Одержимее всех, разумеется, работал Витька Фашист, бешено подгонявший Таньку Фашистку, четверых своих фашистят и тещу Говнилу. Все, как на подбор, маленькие, жилистые, желвакастые, они копали и перетряхивали землю со скоростью крота, спасающегося от лопаты садовода. Наполнив ведро, Витька вручал его жене или кому-нибудь из детей и, вскочив на набитый медью огромный мешочище, следил, чтоб ведро было донесено без потерь. «Люська! – визжал он. – А ну собери!» И старшая девочка, уже совершенно умученная, послушно опускалась на четвереньки, чтобы отыскать в траве рассыпавшиеся монетки. Стемнело, когда Фашист, взвалив жене на спину тяжеленный мешок, с рвущим душу хыканьем потащил на пару с тещей длинную цинковую ванну, в которой когда-то купали детей, а потом замачивали белье и готовили кормежку для свиней. Ванна была доверху, с горкой, насыпана денежками.

Они заняли пфеннигами половину подвала. Пока теща с женой кормили скотину, доили изревевшуюся корову и укладывали сомлевших детей, Витька стучал молотком в подвале, приделывая дополнительные щеколды и навешивая новый замок, ключ от которого уже заполночь спрятал под черепицей на крыше свинарника.

Утром он еле встал, хотя к тяжелой работе был привычен. Завтрак ему подала теща. Она сказала, что Таньке нездоровится.

– Чего? – хмуро поинтересовался Витька, машинально пережевывая яичницу с тощей колбасой. – Курей покорми, я вчера зерна привез…

– Чего-чего… – Теща тяжело вздохнула. – Сердце у нее. Я ж тебе сколько раз говорила…

– Говорила, – недовольно пробурчал Витька. – У всех сердце. Ладно, поехал я.

Вернувшись из рейса, он узнал, что Танька умерла. Он расстроился: не успели перед смертью даже словом перемолвиться. Теща рассказала, что весь день Танька лежала и лишь однажды пожаловалась на удушье. Когда ушли встречать корову с пастбища, она и скончалась. Одна.

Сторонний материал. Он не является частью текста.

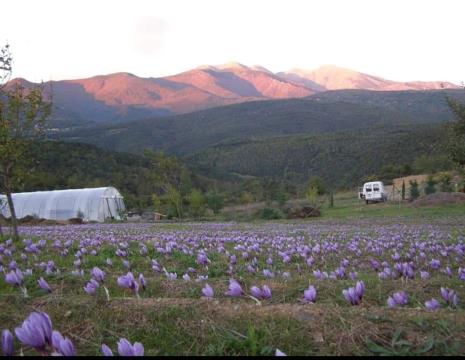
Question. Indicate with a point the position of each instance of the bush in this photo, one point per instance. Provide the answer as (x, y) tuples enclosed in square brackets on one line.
[(430, 185), (414, 192), (269, 214)]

На поминках Витька бдительно следил, чтобы у гостей было вдоволь водки и закуски: не хватало еще, чтоб в такой день его попрекнули жадностью. Довольно и того, что вся Семерка жалеет Таньку, которую муж заездил.

Уложив детей, Витька и Говнила допоздна мыли посуду. Убравшись, сели за стол в кухоньке – перекусить остатками поминального обеда и выпить на сон грядущий.

– Ну, помянем. – Витька поднял рюмку и внимательно посмотрел на тещу: крепкая, низенькая, с широкими нежирными ляжками и нахальным лягушечьим ртом, она выглядела моложе вечно усталой, тихо ноющей дочери. – Ты-то чего развздыхалась, как больная корова? Ешь, пока есть.

– Я не больная! – запротестовала теща. – Я тебе не она! А ей… что ж, пусть ей на небе хорошо будет…

– На небе… Ладно! Спать пора, пошли.

В спальне он не позволил ей выключить свет. Пока она, поеживаясь от смущения, торопливо раздевалась, он обошел ее кругом, потрогал холодными пальцами бока, наконец изрек:

– Теперь выключай.

На следующий день, не поднимая глаз от тарелки, он сообщил детям, что теперь у них вместо матери будет баба Катя.

– И что же – я теперь ее мамой должна звать? – так же не поднимая глаз от тарелки и от волнения сглатывая гласные, спросила Люся, старшая.

От удара в ухо она упала со стула.

– Всем ясно? – Витька обвел тяжелым взглядом замерших малышей и уставился на Люсю, неподвижно лежавшую у стены. – За тебя кто доедать будет? А ну к столу!